Anonymous wrote:Study guides from the teacher. Often they are posted on Edline.
I find it so surprising that people are hung up on text books. Our kids have these mega binders that are compiled throughout the school year. There are internet resources. There are the study guides that are posted. The teachers send home study packets.
Most of us have adjusted in our work lives to the fact that we type everything instead of writing longhand and having a secretary type it. We've gone from typewriters to computers. We've gone from mail to fax to scanning documents. We used to write checks and now we go onto our bank websites and type in a dollar amount to send to our creditor.
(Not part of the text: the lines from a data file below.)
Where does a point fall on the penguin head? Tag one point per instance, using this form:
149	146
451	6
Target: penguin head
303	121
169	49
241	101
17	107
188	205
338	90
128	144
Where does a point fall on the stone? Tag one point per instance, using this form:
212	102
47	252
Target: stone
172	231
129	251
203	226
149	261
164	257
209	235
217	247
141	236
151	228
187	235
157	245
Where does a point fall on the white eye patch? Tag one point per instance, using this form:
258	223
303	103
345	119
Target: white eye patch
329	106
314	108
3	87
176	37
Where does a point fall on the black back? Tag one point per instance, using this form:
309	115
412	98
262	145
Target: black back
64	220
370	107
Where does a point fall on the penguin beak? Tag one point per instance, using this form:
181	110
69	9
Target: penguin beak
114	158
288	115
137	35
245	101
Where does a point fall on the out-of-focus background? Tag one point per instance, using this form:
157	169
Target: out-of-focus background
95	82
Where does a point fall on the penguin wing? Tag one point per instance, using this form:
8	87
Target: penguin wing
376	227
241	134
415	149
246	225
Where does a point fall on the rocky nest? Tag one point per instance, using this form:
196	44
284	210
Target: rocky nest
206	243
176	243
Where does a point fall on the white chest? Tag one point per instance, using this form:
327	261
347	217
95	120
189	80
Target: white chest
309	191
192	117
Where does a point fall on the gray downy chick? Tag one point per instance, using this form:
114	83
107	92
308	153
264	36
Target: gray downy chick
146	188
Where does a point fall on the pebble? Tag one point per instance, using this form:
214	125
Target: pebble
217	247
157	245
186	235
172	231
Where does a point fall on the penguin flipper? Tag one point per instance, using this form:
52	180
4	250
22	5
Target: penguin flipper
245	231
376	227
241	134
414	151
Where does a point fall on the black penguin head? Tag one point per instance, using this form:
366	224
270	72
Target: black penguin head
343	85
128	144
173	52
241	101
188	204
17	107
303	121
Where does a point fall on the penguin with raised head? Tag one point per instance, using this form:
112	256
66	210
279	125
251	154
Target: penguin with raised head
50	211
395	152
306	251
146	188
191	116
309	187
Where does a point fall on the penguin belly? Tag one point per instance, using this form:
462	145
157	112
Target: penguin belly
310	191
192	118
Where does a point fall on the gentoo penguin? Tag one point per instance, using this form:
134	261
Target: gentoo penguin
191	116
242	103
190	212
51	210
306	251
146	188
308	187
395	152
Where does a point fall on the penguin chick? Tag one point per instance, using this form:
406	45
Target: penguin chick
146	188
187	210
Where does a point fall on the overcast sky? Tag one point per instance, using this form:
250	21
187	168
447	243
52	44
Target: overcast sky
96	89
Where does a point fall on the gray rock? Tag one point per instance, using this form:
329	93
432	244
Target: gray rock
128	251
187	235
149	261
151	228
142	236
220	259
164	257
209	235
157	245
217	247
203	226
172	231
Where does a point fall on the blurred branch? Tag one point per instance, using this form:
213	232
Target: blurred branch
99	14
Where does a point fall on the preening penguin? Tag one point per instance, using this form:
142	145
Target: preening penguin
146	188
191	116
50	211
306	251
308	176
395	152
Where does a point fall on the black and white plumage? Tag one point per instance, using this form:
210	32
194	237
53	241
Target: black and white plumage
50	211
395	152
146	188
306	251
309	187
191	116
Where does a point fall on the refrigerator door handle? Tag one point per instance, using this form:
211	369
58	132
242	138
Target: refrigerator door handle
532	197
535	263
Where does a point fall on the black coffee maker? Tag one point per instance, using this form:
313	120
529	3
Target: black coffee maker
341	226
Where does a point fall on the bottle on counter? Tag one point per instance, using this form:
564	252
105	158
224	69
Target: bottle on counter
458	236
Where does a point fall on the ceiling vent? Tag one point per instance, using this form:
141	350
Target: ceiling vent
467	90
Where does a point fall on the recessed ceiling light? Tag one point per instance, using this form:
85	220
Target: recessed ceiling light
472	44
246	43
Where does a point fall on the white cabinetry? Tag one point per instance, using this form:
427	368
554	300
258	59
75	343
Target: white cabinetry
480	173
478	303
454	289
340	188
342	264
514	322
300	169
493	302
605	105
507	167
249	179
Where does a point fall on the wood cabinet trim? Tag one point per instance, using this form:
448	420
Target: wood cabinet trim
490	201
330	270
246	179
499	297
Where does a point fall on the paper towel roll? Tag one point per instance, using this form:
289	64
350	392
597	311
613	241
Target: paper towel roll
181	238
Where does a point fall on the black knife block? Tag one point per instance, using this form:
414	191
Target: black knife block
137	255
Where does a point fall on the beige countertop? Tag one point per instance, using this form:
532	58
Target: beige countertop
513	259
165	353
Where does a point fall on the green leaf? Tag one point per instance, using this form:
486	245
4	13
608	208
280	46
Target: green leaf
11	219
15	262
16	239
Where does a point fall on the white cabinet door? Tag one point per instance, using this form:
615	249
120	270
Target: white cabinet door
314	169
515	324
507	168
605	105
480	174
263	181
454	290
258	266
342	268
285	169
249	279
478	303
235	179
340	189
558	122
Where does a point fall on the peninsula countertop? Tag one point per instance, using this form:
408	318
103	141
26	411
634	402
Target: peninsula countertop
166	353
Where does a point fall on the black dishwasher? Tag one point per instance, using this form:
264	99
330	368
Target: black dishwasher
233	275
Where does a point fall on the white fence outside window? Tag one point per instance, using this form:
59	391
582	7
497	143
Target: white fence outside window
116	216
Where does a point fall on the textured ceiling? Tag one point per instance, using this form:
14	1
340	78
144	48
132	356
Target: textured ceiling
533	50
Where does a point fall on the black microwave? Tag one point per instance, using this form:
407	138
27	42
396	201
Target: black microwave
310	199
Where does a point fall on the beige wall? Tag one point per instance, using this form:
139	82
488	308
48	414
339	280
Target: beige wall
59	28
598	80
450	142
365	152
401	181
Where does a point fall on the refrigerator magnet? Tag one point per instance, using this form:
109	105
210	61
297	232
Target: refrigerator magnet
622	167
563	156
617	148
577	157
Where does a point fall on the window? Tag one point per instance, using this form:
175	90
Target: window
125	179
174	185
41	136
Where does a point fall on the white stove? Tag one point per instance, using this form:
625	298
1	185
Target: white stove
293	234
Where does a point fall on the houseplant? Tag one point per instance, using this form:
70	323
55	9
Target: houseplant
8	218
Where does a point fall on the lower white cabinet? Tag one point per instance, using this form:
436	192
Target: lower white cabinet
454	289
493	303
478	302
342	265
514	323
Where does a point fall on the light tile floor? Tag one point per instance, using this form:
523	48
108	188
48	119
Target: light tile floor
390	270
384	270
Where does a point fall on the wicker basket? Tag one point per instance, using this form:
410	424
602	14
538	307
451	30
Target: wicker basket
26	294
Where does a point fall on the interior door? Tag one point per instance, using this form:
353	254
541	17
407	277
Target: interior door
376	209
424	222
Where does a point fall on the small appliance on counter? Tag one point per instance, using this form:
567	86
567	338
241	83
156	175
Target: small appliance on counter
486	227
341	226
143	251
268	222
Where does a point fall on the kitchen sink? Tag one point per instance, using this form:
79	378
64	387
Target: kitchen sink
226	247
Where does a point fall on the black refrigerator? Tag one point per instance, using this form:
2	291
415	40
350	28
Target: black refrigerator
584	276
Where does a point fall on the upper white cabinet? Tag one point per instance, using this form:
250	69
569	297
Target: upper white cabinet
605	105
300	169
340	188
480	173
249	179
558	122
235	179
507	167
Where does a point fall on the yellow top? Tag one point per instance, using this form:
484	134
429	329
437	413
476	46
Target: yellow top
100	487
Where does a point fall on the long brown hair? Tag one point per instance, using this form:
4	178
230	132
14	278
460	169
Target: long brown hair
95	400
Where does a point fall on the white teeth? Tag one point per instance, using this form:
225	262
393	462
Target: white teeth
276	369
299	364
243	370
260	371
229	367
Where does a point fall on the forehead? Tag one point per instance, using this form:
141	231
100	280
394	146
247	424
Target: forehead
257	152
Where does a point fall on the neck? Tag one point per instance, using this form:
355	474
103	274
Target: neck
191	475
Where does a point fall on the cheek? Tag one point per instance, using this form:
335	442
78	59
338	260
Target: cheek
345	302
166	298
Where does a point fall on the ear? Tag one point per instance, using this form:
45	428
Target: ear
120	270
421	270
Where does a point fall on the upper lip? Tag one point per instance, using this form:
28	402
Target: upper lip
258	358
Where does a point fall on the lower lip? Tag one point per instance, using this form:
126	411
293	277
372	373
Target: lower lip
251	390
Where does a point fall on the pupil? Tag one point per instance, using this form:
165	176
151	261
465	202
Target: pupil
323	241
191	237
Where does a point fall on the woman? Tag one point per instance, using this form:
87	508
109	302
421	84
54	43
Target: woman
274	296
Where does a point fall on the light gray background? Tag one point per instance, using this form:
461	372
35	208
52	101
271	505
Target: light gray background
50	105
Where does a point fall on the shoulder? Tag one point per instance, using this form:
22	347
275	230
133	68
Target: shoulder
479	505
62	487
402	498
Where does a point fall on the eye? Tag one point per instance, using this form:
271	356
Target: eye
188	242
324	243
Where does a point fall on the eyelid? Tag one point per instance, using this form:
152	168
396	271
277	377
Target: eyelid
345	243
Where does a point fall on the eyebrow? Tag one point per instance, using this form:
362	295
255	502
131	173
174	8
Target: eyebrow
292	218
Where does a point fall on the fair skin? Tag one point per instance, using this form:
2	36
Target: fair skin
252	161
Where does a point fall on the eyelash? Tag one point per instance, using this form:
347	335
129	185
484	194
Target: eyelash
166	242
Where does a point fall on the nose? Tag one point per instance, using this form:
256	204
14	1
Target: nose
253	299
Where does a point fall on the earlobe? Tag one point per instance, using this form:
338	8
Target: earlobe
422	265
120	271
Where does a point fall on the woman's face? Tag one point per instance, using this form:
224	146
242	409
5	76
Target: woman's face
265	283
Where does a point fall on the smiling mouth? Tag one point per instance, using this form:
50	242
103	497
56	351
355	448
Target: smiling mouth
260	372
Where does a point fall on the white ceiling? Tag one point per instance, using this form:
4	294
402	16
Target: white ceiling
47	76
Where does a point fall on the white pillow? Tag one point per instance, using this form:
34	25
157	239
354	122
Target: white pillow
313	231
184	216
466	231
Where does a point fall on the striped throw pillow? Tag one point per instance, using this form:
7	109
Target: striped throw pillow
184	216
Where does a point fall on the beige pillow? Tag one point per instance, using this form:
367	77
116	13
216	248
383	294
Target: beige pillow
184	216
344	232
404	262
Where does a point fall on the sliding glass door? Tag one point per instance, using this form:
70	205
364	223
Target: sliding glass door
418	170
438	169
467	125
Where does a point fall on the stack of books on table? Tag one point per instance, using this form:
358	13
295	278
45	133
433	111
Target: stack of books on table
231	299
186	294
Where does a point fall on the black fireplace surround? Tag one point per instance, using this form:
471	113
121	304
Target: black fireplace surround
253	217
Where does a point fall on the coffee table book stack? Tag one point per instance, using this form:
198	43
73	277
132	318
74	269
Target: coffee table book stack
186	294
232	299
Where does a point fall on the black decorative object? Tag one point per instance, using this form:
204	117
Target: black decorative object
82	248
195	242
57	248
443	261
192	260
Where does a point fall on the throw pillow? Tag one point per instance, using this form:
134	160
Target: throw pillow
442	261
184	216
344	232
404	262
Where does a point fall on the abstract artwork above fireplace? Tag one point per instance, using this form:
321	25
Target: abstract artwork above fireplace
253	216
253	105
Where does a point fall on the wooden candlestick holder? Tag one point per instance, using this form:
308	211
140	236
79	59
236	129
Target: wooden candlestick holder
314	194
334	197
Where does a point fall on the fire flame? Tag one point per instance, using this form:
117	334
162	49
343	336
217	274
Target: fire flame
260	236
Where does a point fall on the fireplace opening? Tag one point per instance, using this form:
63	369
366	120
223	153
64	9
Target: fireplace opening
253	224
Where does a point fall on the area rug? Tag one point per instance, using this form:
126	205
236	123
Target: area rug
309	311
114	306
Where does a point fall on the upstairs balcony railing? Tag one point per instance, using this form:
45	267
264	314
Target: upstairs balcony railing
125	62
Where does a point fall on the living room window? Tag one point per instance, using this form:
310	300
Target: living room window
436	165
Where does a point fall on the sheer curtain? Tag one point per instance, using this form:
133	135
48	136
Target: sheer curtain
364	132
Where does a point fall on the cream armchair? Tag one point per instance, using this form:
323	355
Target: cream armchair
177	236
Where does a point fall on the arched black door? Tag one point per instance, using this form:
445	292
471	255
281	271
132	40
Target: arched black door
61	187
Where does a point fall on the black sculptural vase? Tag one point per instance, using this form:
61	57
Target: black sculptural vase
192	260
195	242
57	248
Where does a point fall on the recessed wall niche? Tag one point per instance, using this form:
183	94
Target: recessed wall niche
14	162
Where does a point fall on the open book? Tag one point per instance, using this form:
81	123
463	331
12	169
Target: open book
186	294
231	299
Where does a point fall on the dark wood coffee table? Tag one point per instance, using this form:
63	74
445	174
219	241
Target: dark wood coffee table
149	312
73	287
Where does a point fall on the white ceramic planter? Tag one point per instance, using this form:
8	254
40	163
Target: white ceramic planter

But we can't adjust to the move away from textbooks?!
NP here. I still have have some of my full color, beautifully edited and photographed, appealing textbooks. I could read ahead, review past lessons and be fully immersed in the subject.
There is NOTHING COMPARABLE between my textbooks and the poorly photocopied, sparsely researched, black-and-white notes that my middle schooler receives. The internet resources are sometimes hastily thrown together by non-professionals.
So I buy books for him. He has a history of math, various history books, latin introductions, literature, books for physics, biology and chemistry. I can't follow the curriculum, of course, but I select books for their agreeable presentation and their informational quality. He loves them all. He doesn't love the school material.